Seguiu-se mais televisão, como em “Sal”, na SIC, em 2014, ou em aparições noutras séries e programas dessa e de outras estações, houve espaço para escrita humorística em jornais (no desportivo “Record”, por exemplo), para pequenas participações em cinema e em programas de rádio, até para um podcast no Itunes em que é protagonista, “Ar Livre”, e um canal de YouTube, com “Sou Menino Para Ir”. Fez, até, história ao tornar-se, em outubro de 2016, no primeiro português a estrear um espetáculo na Netflix, “Na Ponta da Língua”. Quinze anos num parágrafo só de muita vida, portanto. Com uma filha, pelo meio. Sportinguista, sempre.

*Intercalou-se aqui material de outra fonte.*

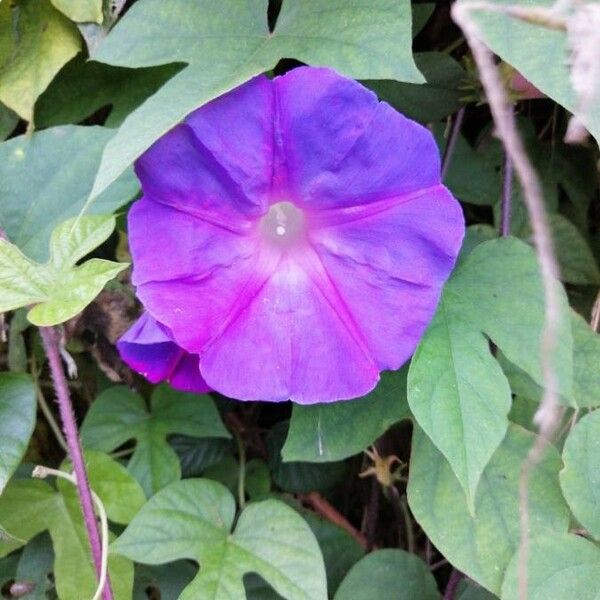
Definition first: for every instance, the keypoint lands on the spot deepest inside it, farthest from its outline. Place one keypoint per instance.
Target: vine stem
(547, 416)
(42, 472)
(323, 508)
(452, 139)
(242, 472)
(506, 202)
(51, 346)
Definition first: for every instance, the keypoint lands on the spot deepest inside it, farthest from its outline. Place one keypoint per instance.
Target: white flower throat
(283, 224)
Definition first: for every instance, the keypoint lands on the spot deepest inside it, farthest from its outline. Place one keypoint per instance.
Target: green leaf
(559, 566)
(46, 178)
(83, 87)
(456, 389)
(421, 14)
(193, 519)
(300, 477)
(17, 420)
(17, 352)
(386, 574)
(469, 590)
(8, 569)
(8, 121)
(59, 289)
(35, 565)
(329, 432)
(580, 478)
(81, 11)
(575, 259)
(121, 494)
(586, 369)
(169, 579)
(427, 102)
(196, 454)
(226, 45)
(29, 507)
(482, 544)
(37, 40)
(539, 53)
(474, 174)
(119, 415)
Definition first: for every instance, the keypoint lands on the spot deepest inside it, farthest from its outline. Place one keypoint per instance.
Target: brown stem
(51, 346)
(327, 511)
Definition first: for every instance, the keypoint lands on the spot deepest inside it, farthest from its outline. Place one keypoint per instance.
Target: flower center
(283, 224)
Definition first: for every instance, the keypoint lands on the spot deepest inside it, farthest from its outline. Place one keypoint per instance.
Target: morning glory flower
(148, 348)
(294, 236)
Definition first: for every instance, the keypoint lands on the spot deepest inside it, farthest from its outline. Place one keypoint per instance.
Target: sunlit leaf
(194, 519)
(119, 415)
(17, 420)
(37, 41)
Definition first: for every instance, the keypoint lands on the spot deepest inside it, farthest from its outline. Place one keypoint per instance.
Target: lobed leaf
(30, 507)
(119, 415)
(58, 290)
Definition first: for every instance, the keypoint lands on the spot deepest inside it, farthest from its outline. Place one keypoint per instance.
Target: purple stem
(452, 585)
(51, 346)
(506, 202)
(449, 150)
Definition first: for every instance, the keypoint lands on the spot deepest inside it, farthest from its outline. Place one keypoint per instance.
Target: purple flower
(149, 349)
(295, 236)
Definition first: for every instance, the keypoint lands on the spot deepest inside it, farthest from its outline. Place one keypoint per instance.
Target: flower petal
(148, 349)
(389, 267)
(289, 343)
(196, 309)
(167, 243)
(219, 161)
(342, 147)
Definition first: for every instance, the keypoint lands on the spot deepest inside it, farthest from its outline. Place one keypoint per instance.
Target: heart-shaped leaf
(456, 388)
(194, 519)
(119, 415)
(58, 289)
(29, 507)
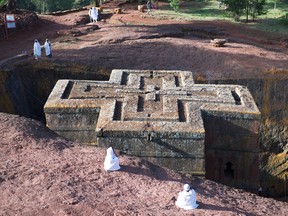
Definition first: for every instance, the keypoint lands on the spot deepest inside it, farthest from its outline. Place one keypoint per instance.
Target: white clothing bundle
(187, 198)
(111, 162)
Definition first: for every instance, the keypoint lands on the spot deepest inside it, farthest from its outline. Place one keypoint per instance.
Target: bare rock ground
(44, 174)
(134, 40)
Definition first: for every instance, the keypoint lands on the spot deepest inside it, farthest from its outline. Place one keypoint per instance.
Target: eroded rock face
(165, 117)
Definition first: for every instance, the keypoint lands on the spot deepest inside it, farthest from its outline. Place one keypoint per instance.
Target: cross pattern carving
(158, 101)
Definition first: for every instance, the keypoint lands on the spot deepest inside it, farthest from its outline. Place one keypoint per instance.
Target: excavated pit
(25, 89)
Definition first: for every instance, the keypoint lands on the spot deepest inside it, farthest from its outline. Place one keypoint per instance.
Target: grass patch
(209, 10)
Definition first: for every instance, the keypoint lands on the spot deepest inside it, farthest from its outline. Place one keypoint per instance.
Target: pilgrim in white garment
(111, 162)
(187, 198)
(90, 14)
(37, 49)
(48, 48)
(94, 14)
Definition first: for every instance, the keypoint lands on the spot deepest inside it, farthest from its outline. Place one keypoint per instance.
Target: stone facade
(164, 117)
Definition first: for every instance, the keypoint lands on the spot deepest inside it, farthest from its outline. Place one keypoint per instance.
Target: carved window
(229, 170)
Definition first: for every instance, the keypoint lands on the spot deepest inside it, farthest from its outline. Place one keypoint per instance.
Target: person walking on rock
(37, 49)
(187, 198)
(48, 48)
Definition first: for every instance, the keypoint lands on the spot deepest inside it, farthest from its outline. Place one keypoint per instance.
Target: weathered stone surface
(162, 116)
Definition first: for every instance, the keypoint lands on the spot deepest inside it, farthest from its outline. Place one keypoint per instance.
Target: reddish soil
(44, 174)
(135, 40)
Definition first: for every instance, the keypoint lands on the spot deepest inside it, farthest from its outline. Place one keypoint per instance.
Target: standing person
(111, 162)
(149, 7)
(94, 14)
(90, 14)
(37, 49)
(187, 198)
(48, 48)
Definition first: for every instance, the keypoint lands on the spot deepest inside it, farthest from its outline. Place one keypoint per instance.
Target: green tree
(235, 7)
(174, 4)
(249, 7)
(256, 7)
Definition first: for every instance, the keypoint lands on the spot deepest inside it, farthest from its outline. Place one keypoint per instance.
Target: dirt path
(135, 40)
(44, 174)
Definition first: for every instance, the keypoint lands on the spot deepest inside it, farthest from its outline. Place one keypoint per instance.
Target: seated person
(187, 198)
(111, 162)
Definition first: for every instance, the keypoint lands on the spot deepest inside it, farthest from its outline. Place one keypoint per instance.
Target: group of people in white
(186, 199)
(37, 49)
(94, 14)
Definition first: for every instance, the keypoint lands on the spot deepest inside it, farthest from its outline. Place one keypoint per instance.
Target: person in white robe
(37, 49)
(187, 198)
(111, 162)
(48, 48)
(94, 14)
(90, 14)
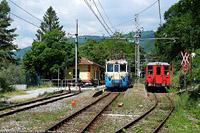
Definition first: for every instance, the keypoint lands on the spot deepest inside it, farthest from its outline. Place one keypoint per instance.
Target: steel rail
(60, 123)
(139, 118)
(90, 123)
(36, 105)
(163, 122)
(34, 101)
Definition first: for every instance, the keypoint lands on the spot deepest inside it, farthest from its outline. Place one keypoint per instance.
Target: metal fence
(64, 82)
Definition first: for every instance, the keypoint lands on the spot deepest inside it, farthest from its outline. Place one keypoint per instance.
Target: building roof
(157, 63)
(85, 61)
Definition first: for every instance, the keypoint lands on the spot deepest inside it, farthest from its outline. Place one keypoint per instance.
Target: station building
(86, 70)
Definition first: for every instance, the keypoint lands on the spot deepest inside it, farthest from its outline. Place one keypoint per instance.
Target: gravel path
(37, 92)
(42, 117)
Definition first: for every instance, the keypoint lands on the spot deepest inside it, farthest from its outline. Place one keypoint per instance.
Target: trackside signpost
(184, 63)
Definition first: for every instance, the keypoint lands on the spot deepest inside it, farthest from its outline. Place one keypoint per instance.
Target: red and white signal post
(186, 62)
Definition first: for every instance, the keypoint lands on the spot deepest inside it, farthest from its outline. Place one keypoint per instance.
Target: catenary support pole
(76, 49)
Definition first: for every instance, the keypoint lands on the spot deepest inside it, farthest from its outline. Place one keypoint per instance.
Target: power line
(128, 21)
(102, 16)
(105, 13)
(25, 10)
(24, 20)
(96, 16)
(147, 8)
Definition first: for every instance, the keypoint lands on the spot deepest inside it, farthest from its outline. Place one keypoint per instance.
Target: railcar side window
(116, 68)
(158, 71)
(122, 68)
(110, 68)
(150, 70)
(166, 70)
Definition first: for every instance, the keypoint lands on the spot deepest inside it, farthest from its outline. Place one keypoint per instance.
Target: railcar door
(167, 74)
(116, 72)
(159, 74)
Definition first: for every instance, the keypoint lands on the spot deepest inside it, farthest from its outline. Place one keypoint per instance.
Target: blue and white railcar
(117, 74)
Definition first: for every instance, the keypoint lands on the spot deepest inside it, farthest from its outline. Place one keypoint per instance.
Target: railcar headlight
(122, 77)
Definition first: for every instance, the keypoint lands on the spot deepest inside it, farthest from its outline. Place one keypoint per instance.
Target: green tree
(13, 74)
(50, 23)
(51, 53)
(6, 35)
(182, 21)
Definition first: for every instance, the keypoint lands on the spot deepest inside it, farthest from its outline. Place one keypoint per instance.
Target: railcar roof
(118, 61)
(158, 63)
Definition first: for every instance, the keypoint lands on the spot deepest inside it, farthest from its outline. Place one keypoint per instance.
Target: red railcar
(158, 74)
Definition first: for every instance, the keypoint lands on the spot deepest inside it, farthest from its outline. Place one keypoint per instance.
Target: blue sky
(68, 11)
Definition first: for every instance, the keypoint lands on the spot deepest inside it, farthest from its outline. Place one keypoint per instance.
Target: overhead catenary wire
(24, 20)
(97, 16)
(147, 8)
(105, 13)
(102, 17)
(25, 11)
(128, 21)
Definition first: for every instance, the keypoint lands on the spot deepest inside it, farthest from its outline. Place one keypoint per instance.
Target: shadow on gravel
(156, 89)
(116, 89)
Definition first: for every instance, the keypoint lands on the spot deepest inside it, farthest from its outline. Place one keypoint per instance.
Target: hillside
(146, 44)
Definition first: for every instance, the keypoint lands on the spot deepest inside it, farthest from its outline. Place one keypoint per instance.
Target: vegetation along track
(150, 119)
(81, 120)
(28, 105)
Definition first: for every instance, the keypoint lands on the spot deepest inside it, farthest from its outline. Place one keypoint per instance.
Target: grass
(12, 93)
(186, 116)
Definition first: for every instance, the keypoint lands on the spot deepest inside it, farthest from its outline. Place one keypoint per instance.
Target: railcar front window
(150, 70)
(110, 68)
(166, 70)
(158, 71)
(116, 68)
(122, 68)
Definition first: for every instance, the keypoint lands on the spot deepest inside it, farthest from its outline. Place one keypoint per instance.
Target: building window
(78, 73)
(150, 70)
(166, 70)
(122, 68)
(158, 70)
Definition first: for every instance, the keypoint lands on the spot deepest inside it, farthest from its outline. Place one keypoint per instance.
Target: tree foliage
(51, 53)
(13, 74)
(50, 23)
(7, 35)
(182, 21)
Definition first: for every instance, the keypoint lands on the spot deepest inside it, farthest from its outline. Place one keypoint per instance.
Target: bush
(13, 74)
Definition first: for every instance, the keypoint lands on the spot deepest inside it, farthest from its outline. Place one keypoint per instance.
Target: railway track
(129, 127)
(83, 119)
(32, 104)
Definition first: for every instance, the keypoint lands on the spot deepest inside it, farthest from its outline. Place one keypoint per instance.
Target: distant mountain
(82, 39)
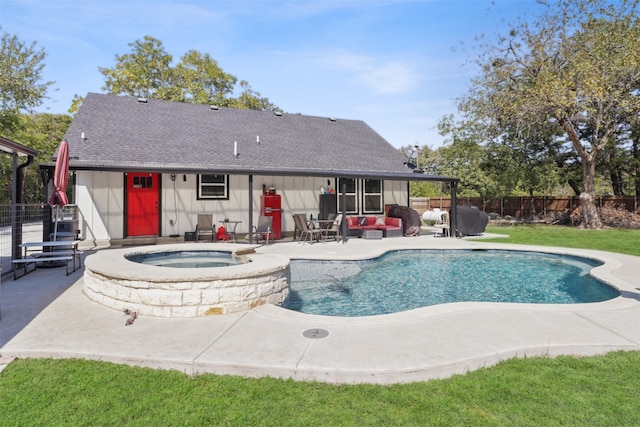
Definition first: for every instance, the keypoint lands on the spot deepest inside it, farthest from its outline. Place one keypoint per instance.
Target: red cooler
(270, 206)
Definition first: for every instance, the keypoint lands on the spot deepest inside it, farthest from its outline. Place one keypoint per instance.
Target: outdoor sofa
(390, 227)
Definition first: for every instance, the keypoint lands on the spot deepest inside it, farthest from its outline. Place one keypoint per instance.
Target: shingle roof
(121, 133)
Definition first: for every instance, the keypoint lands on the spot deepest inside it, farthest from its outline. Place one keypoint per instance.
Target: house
(146, 167)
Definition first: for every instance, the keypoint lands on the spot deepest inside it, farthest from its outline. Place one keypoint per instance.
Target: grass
(593, 391)
(612, 240)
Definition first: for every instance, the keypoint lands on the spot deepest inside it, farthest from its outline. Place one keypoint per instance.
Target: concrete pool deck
(45, 314)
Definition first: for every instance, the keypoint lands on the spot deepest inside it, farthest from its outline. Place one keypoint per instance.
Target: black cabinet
(328, 205)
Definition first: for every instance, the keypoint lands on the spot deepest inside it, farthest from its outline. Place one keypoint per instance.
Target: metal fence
(20, 223)
(522, 206)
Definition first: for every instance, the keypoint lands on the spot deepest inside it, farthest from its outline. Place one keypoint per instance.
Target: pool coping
(416, 345)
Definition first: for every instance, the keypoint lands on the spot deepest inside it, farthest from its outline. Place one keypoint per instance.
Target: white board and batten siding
(100, 200)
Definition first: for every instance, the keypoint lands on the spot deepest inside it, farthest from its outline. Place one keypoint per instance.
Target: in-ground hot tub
(113, 280)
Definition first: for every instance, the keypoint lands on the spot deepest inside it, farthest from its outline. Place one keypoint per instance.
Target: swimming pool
(407, 279)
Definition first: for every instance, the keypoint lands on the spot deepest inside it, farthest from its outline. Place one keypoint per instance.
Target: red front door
(142, 204)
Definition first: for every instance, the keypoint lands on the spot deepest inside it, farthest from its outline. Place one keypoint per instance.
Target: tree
(197, 78)
(21, 86)
(577, 68)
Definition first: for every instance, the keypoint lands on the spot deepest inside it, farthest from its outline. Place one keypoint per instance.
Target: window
(372, 196)
(213, 187)
(365, 192)
(351, 195)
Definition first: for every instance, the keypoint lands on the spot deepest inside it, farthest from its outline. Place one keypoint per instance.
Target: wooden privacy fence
(522, 206)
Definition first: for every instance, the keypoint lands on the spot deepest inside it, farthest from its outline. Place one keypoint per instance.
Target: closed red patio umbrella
(60, 180)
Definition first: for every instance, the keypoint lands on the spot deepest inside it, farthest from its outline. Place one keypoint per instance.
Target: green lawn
(590, 391)
(612, 240)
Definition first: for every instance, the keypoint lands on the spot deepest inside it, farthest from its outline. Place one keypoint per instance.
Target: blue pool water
(403, 280)
(186, 259)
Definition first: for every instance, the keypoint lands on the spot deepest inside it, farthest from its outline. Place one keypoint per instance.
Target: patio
(52, 318)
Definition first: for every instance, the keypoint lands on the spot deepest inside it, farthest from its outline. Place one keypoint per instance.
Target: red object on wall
(270, 206)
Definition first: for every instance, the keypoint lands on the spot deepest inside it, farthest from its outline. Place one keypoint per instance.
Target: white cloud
(382, 75)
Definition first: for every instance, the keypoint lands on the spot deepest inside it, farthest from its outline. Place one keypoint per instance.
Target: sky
(398, 65)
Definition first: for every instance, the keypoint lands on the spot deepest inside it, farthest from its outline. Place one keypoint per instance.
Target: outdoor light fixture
(412, 158)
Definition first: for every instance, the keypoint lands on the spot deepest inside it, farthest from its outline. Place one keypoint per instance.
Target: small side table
(231, 231)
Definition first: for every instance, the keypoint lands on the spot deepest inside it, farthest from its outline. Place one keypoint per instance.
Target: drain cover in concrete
(316, 333)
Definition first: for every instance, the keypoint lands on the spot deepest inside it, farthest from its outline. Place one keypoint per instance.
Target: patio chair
(263, 229)
(205, 226)
(297, 218)
(309, 232)
(444, 224)
(334, 230)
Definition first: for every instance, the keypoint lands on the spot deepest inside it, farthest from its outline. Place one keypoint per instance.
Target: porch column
(454, 210)
(251, 209)
(343, 196)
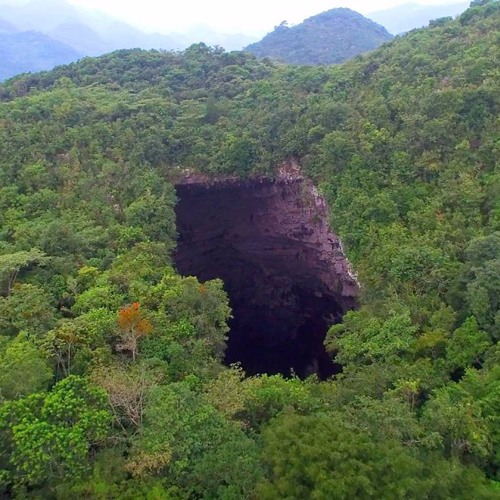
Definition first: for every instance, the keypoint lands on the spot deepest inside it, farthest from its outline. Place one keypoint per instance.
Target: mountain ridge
(330, 37)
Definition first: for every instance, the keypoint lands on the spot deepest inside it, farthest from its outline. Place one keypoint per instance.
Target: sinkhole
(285, 272)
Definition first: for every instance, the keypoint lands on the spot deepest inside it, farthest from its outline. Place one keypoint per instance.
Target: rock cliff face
(285, 272)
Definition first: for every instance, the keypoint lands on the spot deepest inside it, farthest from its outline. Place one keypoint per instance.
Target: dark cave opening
(285, 272)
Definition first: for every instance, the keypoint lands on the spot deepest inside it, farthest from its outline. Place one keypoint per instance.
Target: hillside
(29, 51)
(409, 16)
(328, 38)
(119, 172)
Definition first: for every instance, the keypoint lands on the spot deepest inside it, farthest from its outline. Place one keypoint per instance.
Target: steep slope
(115, 362)
(31, 51)
(328, 38)
(409, 16)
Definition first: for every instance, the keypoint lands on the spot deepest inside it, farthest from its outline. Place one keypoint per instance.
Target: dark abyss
(266, 240)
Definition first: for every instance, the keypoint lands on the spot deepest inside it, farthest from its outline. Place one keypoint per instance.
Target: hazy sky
(253, 17)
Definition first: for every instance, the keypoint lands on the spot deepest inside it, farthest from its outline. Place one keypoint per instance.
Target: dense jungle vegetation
(111, 381)
(331, 37)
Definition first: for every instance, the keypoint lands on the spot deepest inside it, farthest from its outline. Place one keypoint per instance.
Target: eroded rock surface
(284, 270)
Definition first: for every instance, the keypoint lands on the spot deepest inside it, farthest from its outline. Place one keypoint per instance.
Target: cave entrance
(285, 272)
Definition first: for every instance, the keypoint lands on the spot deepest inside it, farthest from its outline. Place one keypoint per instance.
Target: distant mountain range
(31, 51)
(41, 34)
(409, 16)
(328, 38)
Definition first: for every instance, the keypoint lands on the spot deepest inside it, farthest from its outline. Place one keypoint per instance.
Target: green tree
(47, 437)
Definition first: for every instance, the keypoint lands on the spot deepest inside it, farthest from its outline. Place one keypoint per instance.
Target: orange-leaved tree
(133, 326)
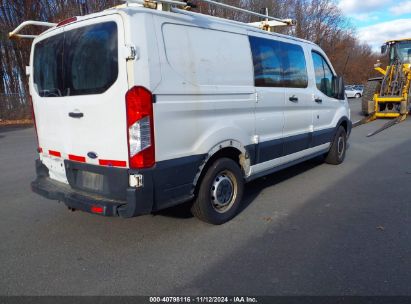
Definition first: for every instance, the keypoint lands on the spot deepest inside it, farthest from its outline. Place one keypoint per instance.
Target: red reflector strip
(112, 163)
(55, 153)
(97, 209)
(80, 159)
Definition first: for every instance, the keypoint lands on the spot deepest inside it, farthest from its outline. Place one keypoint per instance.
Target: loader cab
(399, 51)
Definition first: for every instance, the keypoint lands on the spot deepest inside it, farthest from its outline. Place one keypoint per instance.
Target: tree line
(319, 21)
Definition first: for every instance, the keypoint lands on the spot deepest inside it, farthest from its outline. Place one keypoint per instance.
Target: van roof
(202, 20)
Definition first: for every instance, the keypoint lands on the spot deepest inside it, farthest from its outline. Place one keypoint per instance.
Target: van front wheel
(220, 192)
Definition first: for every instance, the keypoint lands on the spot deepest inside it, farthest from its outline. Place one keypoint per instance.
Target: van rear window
(78, 62)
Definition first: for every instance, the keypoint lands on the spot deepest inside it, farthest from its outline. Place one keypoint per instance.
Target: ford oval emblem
(92, 155)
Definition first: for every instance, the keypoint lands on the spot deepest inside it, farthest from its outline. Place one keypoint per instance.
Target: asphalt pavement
(313, 229)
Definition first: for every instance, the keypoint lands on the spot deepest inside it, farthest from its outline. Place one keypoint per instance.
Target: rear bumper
(138, 201)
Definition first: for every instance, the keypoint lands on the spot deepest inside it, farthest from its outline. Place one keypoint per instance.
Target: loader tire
(373, 86)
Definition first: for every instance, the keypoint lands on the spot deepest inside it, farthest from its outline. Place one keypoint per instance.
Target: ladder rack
(268, 22)
(14, 33)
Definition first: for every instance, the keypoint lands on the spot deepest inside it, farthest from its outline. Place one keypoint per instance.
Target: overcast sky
(379, 20)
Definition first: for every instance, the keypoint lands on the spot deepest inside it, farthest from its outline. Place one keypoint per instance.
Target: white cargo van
(137, 110)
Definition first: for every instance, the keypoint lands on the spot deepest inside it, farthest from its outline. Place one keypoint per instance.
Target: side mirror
(384, 49)
(338, 87)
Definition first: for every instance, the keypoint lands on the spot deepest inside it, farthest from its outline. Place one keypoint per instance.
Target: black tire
(223, 176)
(336, 155)
(373, 86)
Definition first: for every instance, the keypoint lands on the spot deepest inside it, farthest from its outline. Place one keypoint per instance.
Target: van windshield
(78, 62)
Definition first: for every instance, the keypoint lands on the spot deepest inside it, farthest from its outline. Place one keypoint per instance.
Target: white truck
(137, 110)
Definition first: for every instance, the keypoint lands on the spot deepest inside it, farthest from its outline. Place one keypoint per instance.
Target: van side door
(298, 124)
(270, 93)
(324, 104)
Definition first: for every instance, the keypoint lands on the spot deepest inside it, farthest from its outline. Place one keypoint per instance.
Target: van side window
(323, 74)
(295, 70)
(278, 64)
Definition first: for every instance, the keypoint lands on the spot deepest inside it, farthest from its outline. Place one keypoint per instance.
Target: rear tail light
(35, 124)
(97, 209)
(140, 128)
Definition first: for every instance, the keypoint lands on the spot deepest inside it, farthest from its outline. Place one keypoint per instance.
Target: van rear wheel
(220, 192)
(338, 148)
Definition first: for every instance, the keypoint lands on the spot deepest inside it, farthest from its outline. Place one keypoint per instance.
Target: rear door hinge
(131, 52)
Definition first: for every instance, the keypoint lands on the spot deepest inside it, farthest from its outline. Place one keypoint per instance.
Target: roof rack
(268, 23)
(14, 34)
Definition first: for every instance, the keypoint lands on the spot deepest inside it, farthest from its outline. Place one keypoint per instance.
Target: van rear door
(78, 87)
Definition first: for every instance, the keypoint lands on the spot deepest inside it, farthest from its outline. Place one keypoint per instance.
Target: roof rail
(14, 33)
(267, 24)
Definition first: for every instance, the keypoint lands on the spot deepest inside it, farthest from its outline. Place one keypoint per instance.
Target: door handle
(293, 98)
(76, 114)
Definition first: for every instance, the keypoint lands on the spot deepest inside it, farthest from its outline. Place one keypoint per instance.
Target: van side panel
(208, 98)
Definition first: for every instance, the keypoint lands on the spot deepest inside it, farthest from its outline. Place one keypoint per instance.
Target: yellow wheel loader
(388, 96)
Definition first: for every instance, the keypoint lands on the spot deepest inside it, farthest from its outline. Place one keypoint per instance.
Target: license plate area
(90, 181)
(110, 182)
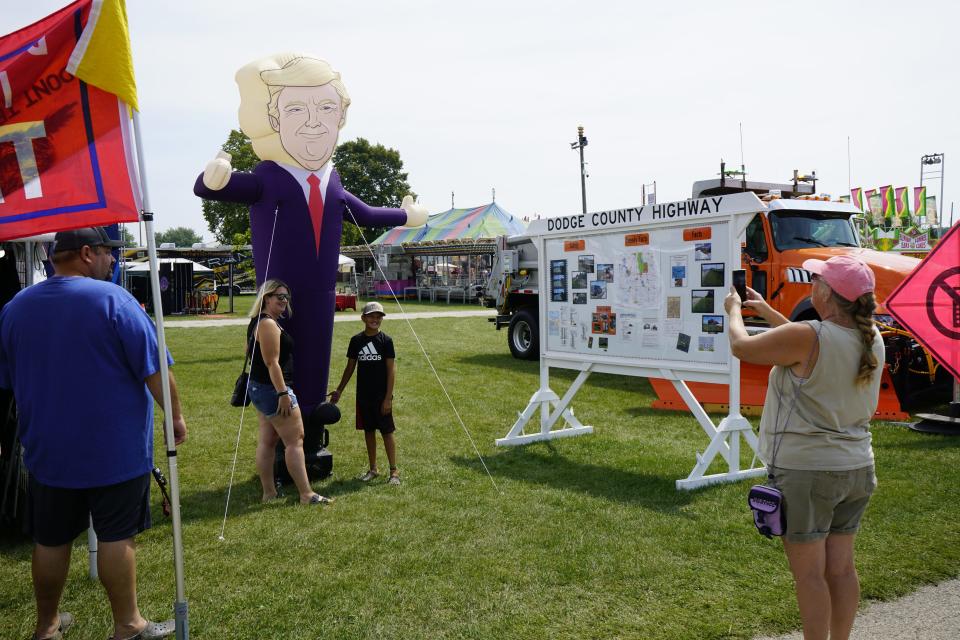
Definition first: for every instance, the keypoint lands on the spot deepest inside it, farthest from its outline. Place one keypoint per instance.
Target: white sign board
(640, 291)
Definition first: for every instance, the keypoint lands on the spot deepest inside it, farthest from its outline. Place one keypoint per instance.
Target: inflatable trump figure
(292, 106)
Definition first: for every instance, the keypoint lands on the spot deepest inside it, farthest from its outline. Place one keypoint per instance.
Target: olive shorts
(819, 503)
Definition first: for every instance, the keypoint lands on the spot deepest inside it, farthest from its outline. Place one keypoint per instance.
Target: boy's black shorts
(57, 515)
(370, 419)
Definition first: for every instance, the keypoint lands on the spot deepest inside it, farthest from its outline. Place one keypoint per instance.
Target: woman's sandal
(153, 631)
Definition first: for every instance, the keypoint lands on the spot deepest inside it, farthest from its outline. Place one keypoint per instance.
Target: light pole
(580, 144)
(937, 174)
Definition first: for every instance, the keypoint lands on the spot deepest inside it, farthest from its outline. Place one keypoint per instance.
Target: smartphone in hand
(740, 283)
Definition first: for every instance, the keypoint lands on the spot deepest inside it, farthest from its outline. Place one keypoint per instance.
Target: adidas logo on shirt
(369, 354)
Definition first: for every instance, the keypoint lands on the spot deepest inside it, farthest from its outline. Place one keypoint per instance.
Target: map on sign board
(655, 296)
(927, 302)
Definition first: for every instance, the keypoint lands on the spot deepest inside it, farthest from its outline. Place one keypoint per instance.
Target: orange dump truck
(793, 225)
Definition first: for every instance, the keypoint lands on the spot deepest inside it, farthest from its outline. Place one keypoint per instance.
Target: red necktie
(315, 204)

Depois, há as atuações a solo país fora, sala a sala, público a público, gargalhada a gargalhada. “Vida pessoal é melhor esquecer durante os meses de digressão. São espetáculos, espetáculos e mais espetáculos, não há tempo para mais nada”, descreve Salvador Martinha. Têm sido assim os meses e dias desde 2010, quando estreou “Salvador Está Numa Relação a Solo”.
Depois, em 2012, com “Salvador ao Vivo”; 2014, com “Cábula”; “Na Ponta da Língua”, em 2015; “Salvador Anti-Herói”, no ano seguinte; “Centro das Atenções”, em 2017. A saga repete-se agora com “Cabeça Ausente”, que começou a 16 de outubro de 2018, com quatro datas no Porto, e foi passando por Alenquer, Almeirim, Fafe, Lisboa, Portalegre, Guimarães, Maia, Viseu, Seia, outra vez Lisboa, Alcobaça, Estoril, de novo Lisboa, Leiria, Aveiro, Rio Maior, Braga, Funchal, terceira vez Lisboa, Chaves, Caldas da Rainha, Coimbra, Faro, Beja, o repetido Porto, Guarda… Uma autêntica estrada nacional com quilómetros contados em formato stand-up comedy.
“Correu bem, não correu?”
Salvador Martinha entra confiante na sala do Theatro Circo, ouve os primeiros aplausos, dispara as primeiras deixas, sente a reação da audiência, interage, sente o pulso ao Theatro Circo. O relógio avança, meia hora, 45 minutos, galga até à hora e meia. Sempre sozinho. Contra o Mundo. Quase a correr, dinâmica em alta, sem um só segundo de paragem que deixe a plateia em suspenso.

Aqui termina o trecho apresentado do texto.